Cabe señalar que la financiera no está registrada en la Condusef, en el padrón de Sofomes autorizadas, por tanto no realiza operaciones con terceros al público (por lo menos no de manera legal). No es bancaria. Tampoco se somete a la inspección ni vigilancia de la Comisión Nacional Bancaria y de Valores.
No se debe confundir con Oasis del Desierto Minería y Construcción, S.A. de C.V. (2021), ni con Consorcio Oasis Minería y Transporte (2018), ninguna de las cuales pertenece a “Tony” en documentos, pero ni falta que hace a la hora de las adjudicaciones millonarias con CFE.
Oasis del Norte se trata, más bien, de un vehículo de papel para obtener ventajas fiscales en otros negocios de la familia, y opera con capital propio. A partir de su creación, desapercibida para efectos periodísticos hasta el día de hoy, se comenzó a escribir la historia de La Floriza.
Antes de protagonizar zafarranchos en el pueblo mágico y difundir excentricidades como practicar tiro con armas de fuego, o repartir fajos de billetes en efectivo.
Mucho tiempo atrás de los episodios de catarsis y expresión del Yo, y de la trasparencia del quehacer público mal entendida y proyectada mediante la lente de sus celulares para mostrarnos en vivo sus entrañas y pasiones, filias y fobias.
Ambos a su vez (el finado Isidro y “Tony”, ninguno de ellos con educación financiera, justo es decirlo) son socios únicos en Minera Don Chilo (2010), primera razón social que constituyó la familia, antes de su incursión en política (en 2017, vía Tania con su primera participación como candidata de UDC) y antes de volverse millonarios gracias a los contratos de carbón con CFE de 2021 a 2024.
Sin embargo el florecimiento económico y político de La Floriza (denominación de origen para identificar a una facción y evocar otras como La Chapiza y La Mayiza en el argot delincuencial) no se entiende sin esa pieza: Oasis del Norte Sociedad Financiera.
Cortita y al pie
Por lo demás, los Flores Guerra no están ahí, en el espacio público, para tomar el poder ni redistribuir la riqueza ni dar patria al humillado ni vengar al pueblo (ese concepto que a nadie representa y sin embargo tanto daño causa cuando algún iluminado populista demagogo habla en su nombre).
Están ahí para el entretenimiento comunitario. Han sido deliberadamente subidos a la arena para el espectáculo y enfocados en ellos los reflectores para la distracción de los asuntos verdaderamente importantes.
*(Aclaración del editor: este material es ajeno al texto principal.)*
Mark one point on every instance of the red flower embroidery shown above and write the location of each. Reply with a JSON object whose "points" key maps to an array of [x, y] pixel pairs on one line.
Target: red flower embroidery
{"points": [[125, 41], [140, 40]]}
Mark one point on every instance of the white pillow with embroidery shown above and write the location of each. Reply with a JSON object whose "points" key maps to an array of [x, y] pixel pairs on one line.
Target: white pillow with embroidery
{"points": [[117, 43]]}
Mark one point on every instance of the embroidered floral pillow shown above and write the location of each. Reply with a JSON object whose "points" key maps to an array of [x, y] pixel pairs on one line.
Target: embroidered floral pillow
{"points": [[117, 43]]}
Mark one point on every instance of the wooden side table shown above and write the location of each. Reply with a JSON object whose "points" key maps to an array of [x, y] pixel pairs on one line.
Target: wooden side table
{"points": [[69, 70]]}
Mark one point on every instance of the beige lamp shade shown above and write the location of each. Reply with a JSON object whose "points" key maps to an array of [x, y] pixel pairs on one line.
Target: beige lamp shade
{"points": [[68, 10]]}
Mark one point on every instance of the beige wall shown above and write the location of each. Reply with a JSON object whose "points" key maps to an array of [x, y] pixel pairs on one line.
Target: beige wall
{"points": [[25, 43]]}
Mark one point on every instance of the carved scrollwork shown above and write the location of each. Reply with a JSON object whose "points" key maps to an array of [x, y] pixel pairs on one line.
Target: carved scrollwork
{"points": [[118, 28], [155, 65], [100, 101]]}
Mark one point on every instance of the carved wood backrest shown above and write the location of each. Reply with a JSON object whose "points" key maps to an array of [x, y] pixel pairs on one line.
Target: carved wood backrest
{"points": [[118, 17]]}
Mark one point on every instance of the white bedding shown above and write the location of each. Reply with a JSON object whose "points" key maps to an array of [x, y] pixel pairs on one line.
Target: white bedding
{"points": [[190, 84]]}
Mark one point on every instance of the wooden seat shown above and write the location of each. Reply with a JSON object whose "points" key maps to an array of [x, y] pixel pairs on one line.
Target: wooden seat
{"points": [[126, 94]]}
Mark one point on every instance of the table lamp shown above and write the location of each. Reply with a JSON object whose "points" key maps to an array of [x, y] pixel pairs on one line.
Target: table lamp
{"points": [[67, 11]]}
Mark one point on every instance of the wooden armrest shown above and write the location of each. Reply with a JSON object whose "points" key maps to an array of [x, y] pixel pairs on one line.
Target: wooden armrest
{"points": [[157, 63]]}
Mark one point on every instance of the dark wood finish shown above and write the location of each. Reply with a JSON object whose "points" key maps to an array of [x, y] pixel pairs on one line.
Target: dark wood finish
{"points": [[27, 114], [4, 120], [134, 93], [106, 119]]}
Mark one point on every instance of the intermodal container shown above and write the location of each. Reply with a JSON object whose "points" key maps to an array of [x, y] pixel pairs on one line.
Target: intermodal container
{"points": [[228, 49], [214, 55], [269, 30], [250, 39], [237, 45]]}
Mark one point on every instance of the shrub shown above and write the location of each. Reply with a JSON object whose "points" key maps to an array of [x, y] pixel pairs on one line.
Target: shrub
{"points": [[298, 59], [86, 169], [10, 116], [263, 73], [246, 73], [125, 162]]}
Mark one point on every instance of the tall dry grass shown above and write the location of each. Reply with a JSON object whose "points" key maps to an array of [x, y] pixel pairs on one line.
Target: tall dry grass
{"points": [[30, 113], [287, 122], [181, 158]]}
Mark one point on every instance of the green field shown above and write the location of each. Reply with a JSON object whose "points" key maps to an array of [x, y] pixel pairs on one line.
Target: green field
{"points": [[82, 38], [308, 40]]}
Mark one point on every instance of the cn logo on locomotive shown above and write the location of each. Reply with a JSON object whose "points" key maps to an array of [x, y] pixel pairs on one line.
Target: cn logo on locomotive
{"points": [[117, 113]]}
Simbolizan la chunga, el morbo, cotorreo y rebane.
Justo es decirlo: ellos facilitan el desarrollo de personaje con el tono en que se desenvuelven y la narrativa que despliegan; sus maneras de hacer política –si a eso propiamente se le puede llamar política– y la representación que tienen de sí mismos en la mente de un colectivo. Sin guión, su improvisación es perfecta.
La última y nos vamos
“Provengo de la cultura del esfuerzo (…) Me formé en el difícil trabajo del campo (...)”, dijo Antonio Flores en la primera sesión de la Legislatura vigente. Lo que no dijo, en cambio, es que las adjudicaciones multimillonarias, estimadas en 6 mil millones –sin pasar por ningún proceso de licitación pública– son más fáciles de tramitar si se tienen factureras para dispersar el recurso aunque no se tenga el mineral contratado.
Y eso nada tiene que ver con meritocracia, sino con capitalismo de cuates y tráfico de influencias. Y si no, que le pregunten a Bartlett. Pero de eso no habla ni mucho menos levanta la voz.